1. Clone the repository:

   git clone https://github.com/rzgrozt/neuroflow.git
   cd neuroflow

2. Create a virtual environment (Optional but Recommended):

   python -m venv venv
   source venv/bin/activate  # On Windows: venv\Scripts\activate

3. Install dependencies:

   pip install mne mne-connectivity PyQt6 PyQt6-Qt6 PyQt6-sip matplotlib numpy scipy scikit-learn

or Install Dependencies

pip install -r requirements.txt

🖥️ Usage

1. Run the Application:

   python neuroflow.py

2. Workflow:

   • Load Data (Data & Preprocessing): Click Load EEG Data and select your file (e.g., subject_01.vhdr).
   • Verify Sensors: Click 📍 Check Sensors to ensure your channels are mapped correctly.
   • Set Filters: Input your desired High-pass, Low-pass, and Notch frequencies (default: 1.0 - 40.0 Hz, Notch 50.0 Hz).
   • ICA Artifact Removal (Page 2):
     • Click Calculate ICA to decompose the signal into independent components.
     • Inspect the topomaps in the popup window.

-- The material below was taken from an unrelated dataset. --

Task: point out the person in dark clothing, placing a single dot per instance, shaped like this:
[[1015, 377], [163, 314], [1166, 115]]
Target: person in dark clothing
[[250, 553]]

Identify blink/heartbeat artifacts (e.g., Component 0).
     • Enter the ID (e.g., 0) in the "Exclude" box and click Apply ICA. The PSD plot will update to show the cleaned signal.
   • ERP Analysis (Page 3):
     • Select a stimulus trigger from the "Select Event Trigger" dropdown (auto-populated).
     • Set your epoch window (e.g., tmin: -0.2, tmax: 0.5).
     • Click Compute & Plot ERP to view the averaged evoked response (Butterfly Plot) in a dedicated interactive viewer.
   • Advanced Analysis (Page 4):
     • TFR: Select a channel and click Compute TFR to see the Time-Frequency heatmap.
     • Connectivity: Click Alpha Band (8-12Hz) to launch the Connectivity Explorer popup and visualize the functional brain network.

📂 Architecture

The application is structured to decouple UI from Logic:

• AnalysisWorker (Model/Controller Logic):
  • Runs on a separate QThread.
  • Handles all MNE I/O and heavy computations.
  • Communicates results back to the main thread via pyqtSignal.
• MainWindow (View):
  • Manages the GUI layout and user interactions.
  • Updates the log and plots based on signals from the Worker.

📸 Screenshots

📄 License

This project is open-source and available for educational and portfolio purposes.